That was eighteen years ago. Even with the movie, we couldn't afford it now. Our seaside lot is probably now worth five or ten times what we paid for it. The beach is still mostly deserted, but the island has begun to light up. The zodiacal light has been obliterated by new illumination at our little airport. The northern horizon fades in the glow of the new Sandals resort. Still, Starlight House promises to keep us connected to the universe for the few more years we are able to enjoy it.

We were welcomed to the island by a thin crescent Moon, Jupiter resplendent in Taurus, and Venus blazing in the dawn. Haven't seen the green flash yet, but I'm on the lookout every sunrise. January promises a basket of celestial beauties, including a spectacular conjunction of the Moon and Jupiter on the 21st, which is during Tom's brief first visit. Just for you, Tom!

Meanwhile, the world lights up, and the universe vanishes behind a murky veil of our own making. Where it can still be seen, Saturn, in Libra, tips its hat, giving telescopic observers a view of its rings that will continue to improve for a few more years. My telescopic days are past, but on the terrace in the gathering dawn I know the planet is tipping its hat just for me and I nod in silent appreciation.

Sunday, December 16, 2012

Happy Holidays

Click to enlarge Anne's Sunday illumination.

Saturday, December 15, 2012

Civilization -- a Sadurday reprise

(This post appeared in March 2011.)

I must have some rare genetic mutation. Why am I the only person in America who doesn't want a gun?
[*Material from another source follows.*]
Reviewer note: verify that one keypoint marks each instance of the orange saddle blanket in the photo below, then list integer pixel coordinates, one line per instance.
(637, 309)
OK, maybe not the only one. But sometimes it seems like it. Last week's New York Time Magazine had a one-page display of "purse pistols," small, deadly handguns specifically designed to appeal to the ladies. How about a cute little Taurus 738 TCP? It comes in pink and black. Or a Charter Arms Cougar Undercover Lite, also in pink and black, with a rubber grip to ease recoil, made to "complete your self-defense wardrobe"? Or the Casull's Improvement Freedom Arms .22, a tiny five-shot elegantly engraved by jeweler Paul Lantuch? Or the adorable North American Mini .22, with a sky-blue grip?

Kill in self-defense if you must. But do you have to do it with a fashion accessory?

The NRA tells us that "when guns are outlawed, only outlaws will have guns." Sounds to me like the recipe for a civilized society. I would rather live in a society where only outlaws (and the police) have guns than in a society where every purse, briefcase and bookbag conceals a weapon.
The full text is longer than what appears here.